Les dirigeants du futur spa ont vite écarté l'idée de s'installer sur la berge sud, dans le secteur des vieilles usines.

«L'industriel lourd y est encore très présent. Même lorsque les bâtiments seront prêts à être recyclés, il faudra décontaminer les terrains et envisager le déplacement des voies ferrées. Le coefficient de difficulté est très élevé. La vision ne m'apparaît pas très claire et je pense qu'on est loin d'un développement dans ce coin-là. Comme nous voulions démarrer rapidement, cet endroit ne nous convenait pas. Nous avons également examiné un terrain adjacent au complexe Urbano, présentement en construction. Mais encore là, la voie ferrée dressait une barrière devant le cours d'eau», précise Guillaume Lemoine.

Le maire Bernard Sévigny n'est pas vexé par les remarques.

«Nous déployons beaucoup d'efforts de planification. En même temps, ce sont les investisseurs qui vont détecter les meilleures opportunités. Ce projet permet de démarrer la roue de ce côté de la rivière et c'est quelque chose d'encourageant.  Délocaliser l'usine de Supermétal et déplacer la gare de triage demeurent des projets de moyen et long terme, car c'est à la fois complexe et coûteux. Par contre, quand on voit arriver un investissement de 8 M$ avec un potentiel d'une centaine d'emplois, ça prouve qu'on avance» retient-il plutôt.

Le maire Sévigny a failli rougir de honte en présence de ses invités. Il venait de quitter le site quand un policier est débarqué pour émettre des contraventions aux véhicules n'ayant pas respecté les interdictions de stationnement le long de la rue Roy, en face du chapiteau où la conférence de presse a eu lieu.

«C'est assez ordinaire», a réagi M. Lemoine.

Le site en chantier est clôturé. Il borde la piste cyclable et les stationnements sont rares autour. Les visiteurs s'étaient garés de façon improvisée.

Ce sont les Sherbrookois qui paieront toutefois les contraventions.

«On ne souhaite pas la bienvenue à des investisseurs avec des contraventions, nous paierons les amendes. Il y a eu manquement de notre côté, car nous aurions dû prévenir le Service de police de la tenue de cette activité spéciale», s'est excusé le directeur général de Commerce Sherbrooke, Gilles Marcoux.

Le président de Strøm SPA Nordique assure que ce problème ne se posera pas lorsque le centre ouvrira ses portes.

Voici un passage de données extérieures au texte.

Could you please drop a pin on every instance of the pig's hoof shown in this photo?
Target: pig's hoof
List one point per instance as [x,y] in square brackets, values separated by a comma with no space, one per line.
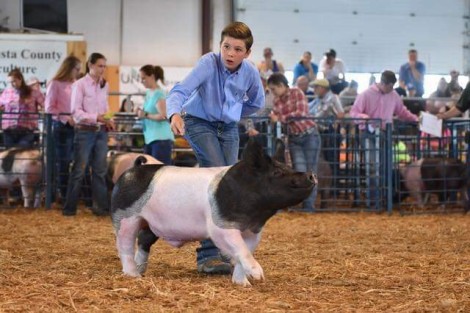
[256,272]
[242,281]
[141,268]
[239,276]
[132,273]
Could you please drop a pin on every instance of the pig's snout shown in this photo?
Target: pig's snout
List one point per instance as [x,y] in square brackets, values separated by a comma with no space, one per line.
[312,178]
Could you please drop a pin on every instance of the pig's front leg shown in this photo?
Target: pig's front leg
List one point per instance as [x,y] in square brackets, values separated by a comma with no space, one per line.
[239,276]
[145,240]
[125,241]
[231,241]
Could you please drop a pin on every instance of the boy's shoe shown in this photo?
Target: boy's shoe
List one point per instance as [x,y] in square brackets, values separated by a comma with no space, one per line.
[99,212]
[215,266]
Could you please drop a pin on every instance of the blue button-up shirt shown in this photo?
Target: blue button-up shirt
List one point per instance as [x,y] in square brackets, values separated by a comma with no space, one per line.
[213,93]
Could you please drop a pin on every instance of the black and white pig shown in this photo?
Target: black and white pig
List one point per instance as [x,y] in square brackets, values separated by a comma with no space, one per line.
[229,205]
[23,167]
[440,176]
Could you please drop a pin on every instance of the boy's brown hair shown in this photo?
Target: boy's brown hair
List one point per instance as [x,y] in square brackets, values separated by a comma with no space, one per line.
[238,30]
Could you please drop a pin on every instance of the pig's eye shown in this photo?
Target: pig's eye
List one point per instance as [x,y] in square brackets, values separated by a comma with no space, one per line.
[277,173]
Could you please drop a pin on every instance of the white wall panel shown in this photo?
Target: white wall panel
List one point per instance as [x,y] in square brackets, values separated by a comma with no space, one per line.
[165,32]
[369,35]
[99,21]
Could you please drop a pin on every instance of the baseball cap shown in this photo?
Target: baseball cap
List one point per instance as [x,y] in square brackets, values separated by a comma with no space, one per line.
[331,53]
[32,80]
[321,82]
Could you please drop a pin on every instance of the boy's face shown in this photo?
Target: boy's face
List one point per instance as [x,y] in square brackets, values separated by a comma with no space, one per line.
[233,52]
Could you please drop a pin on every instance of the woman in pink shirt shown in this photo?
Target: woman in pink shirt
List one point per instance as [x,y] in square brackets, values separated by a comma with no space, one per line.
[89,103]
[58,96]
[19,103]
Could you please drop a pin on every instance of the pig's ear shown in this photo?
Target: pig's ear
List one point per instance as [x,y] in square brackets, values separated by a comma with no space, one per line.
[254,156]
[280,151]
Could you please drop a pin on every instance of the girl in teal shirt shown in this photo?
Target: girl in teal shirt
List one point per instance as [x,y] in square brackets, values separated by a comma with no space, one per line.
[157,132]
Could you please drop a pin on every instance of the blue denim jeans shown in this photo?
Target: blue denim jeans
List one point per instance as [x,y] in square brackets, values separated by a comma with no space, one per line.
[160,150]
[89,148]
[214,144]
[370,144]
[18,138]
[305,152]
[63,135]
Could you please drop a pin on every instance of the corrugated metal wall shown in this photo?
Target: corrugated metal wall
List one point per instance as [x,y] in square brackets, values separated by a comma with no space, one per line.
[369,35]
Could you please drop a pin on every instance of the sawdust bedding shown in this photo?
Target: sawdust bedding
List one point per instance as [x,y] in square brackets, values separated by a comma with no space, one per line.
[312,263]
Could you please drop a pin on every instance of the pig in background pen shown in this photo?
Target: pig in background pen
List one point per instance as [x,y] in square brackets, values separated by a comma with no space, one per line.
[324,173]
[445,177]
[23,168]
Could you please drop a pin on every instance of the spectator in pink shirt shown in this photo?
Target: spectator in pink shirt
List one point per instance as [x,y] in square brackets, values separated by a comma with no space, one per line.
[379,101]
[89,102]
[58,96]
[19,104]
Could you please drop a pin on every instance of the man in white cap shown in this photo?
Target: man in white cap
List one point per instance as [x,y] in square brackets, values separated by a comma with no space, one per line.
[327,107]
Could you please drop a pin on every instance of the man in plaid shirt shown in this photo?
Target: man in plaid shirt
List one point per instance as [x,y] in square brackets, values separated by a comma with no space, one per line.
[291,109]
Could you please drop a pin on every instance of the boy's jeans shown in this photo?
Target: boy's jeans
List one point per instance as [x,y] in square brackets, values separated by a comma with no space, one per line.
[215,144]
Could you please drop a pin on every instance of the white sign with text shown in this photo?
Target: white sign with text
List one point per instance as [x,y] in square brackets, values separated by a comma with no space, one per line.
[34,58]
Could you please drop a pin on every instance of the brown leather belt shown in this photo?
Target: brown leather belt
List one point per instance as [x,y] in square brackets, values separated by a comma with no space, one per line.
[90,128]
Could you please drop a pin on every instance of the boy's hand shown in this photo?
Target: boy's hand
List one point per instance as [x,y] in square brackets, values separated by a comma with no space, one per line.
[177,125]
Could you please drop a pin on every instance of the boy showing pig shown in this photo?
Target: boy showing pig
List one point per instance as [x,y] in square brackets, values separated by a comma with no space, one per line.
[206,108]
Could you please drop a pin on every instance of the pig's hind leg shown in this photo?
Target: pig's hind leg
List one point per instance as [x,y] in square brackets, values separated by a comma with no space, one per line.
[146,239]
[125,240]
[240,249]
[251,240]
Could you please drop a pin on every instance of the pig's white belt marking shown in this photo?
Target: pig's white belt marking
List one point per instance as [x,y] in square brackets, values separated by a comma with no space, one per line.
[215,209]
[138,205]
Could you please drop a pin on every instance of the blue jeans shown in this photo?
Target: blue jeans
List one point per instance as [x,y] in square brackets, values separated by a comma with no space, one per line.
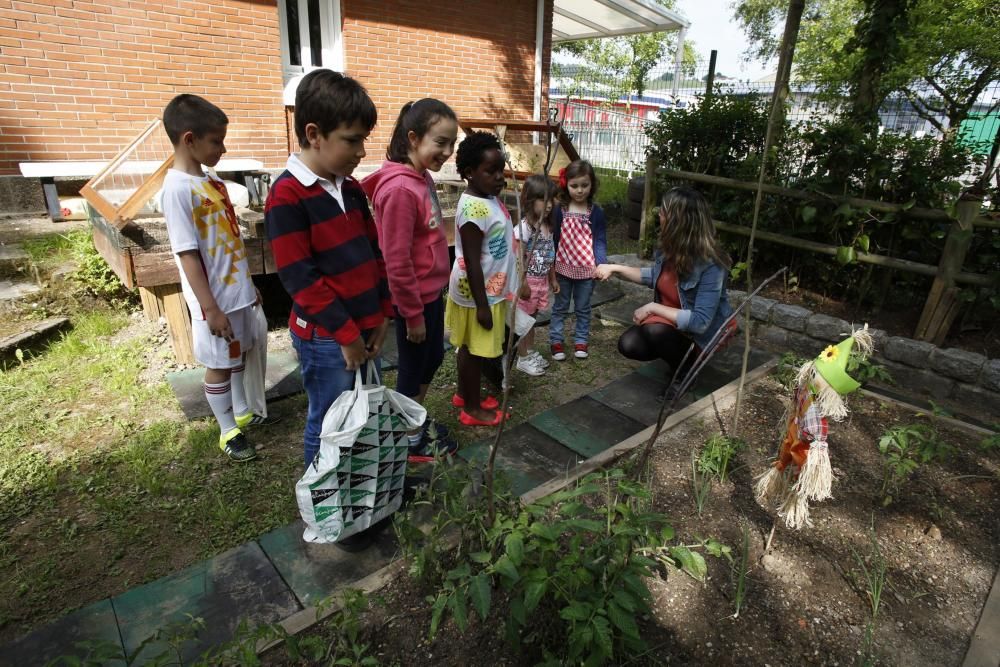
[325,377]
[580,291]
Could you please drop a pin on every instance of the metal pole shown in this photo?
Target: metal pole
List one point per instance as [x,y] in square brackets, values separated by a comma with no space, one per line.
[711,73]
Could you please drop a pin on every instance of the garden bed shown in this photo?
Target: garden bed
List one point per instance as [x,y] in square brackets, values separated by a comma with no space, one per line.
[806,599]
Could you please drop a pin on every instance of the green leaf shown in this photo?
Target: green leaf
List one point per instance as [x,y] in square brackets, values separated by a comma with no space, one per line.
[691,562]
[515,548]
[458,603]
[846,255]
[505,568]
[533,594]
[480,592]
[623,620]
[576,611]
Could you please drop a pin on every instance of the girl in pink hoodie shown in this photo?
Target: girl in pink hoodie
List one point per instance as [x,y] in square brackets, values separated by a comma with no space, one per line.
[412,238]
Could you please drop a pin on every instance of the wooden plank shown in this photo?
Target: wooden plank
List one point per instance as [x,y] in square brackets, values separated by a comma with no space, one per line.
[178,322]
[150,304]
[118,259]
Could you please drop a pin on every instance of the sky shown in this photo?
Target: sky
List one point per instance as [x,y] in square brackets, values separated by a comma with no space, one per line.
[713,27]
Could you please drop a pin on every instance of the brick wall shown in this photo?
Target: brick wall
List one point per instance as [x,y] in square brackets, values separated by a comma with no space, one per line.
[476,55]
[79,79]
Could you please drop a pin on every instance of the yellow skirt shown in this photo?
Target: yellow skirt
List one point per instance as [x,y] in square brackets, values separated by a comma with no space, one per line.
[465,329]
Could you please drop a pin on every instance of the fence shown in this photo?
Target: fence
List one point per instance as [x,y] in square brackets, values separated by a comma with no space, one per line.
[606,122]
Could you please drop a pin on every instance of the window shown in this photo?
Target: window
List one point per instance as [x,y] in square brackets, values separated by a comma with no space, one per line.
[310,38]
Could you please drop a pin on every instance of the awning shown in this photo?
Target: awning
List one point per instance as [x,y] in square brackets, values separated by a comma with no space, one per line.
[586,19]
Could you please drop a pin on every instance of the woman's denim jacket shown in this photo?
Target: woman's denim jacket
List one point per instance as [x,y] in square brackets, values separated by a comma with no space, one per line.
[704,302]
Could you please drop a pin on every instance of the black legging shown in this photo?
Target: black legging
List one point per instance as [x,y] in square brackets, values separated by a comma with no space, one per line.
[646,342]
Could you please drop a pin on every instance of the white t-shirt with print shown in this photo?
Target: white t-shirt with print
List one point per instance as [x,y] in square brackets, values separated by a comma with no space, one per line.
[200,217]
[497,253]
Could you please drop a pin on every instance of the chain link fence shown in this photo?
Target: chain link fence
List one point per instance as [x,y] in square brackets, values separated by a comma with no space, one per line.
[608,127]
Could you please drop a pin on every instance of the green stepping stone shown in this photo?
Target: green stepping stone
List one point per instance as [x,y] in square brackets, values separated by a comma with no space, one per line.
[282,379]
[94,624]
[238,585]
[527,456]
[586,426]
[635,396]
[315,571]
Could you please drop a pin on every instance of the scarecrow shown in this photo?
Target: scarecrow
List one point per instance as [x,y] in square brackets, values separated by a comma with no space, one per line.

«Nous aurons suffisamment d'espaces de stationnement pour bien recevoir notre clientèle».

Si le site est invitant, le coup d'oeil est quelque peu brutal quand il se bute aux piliers du pont Jacques-Cartier.

«Dans le mandat architectural, nous avons eu le souci de cadrer les vues et d'atténuer les impacts liés au bruit. Les chutes dans les bains et les bassins, la musique, tout a été pensé pour faire oublier la trame urbaine», précise à cet effet Anne Joyal, l'épouse de Guillaume Lemoine.

Ils sont tous deux dans la jeune trentaine. En plus d'être actionnaire de la compagnie, Mme Joyal porte le troisième enfant du couple planifiant l'ouverture d'un troisième spa en trois ans. L'objectif est de maintenir ce rythme durant dix ans. Pour les centres de relaxation, pas nécessairement les enfants!

Au bistro du futur spa de Sherbrooke, c'est avec la vue orientée vers le champ des Buttes plutôt que vers le pont Jacques-Cartier qu'on prendra l'apéro ...en attendant le progrès autour du lac.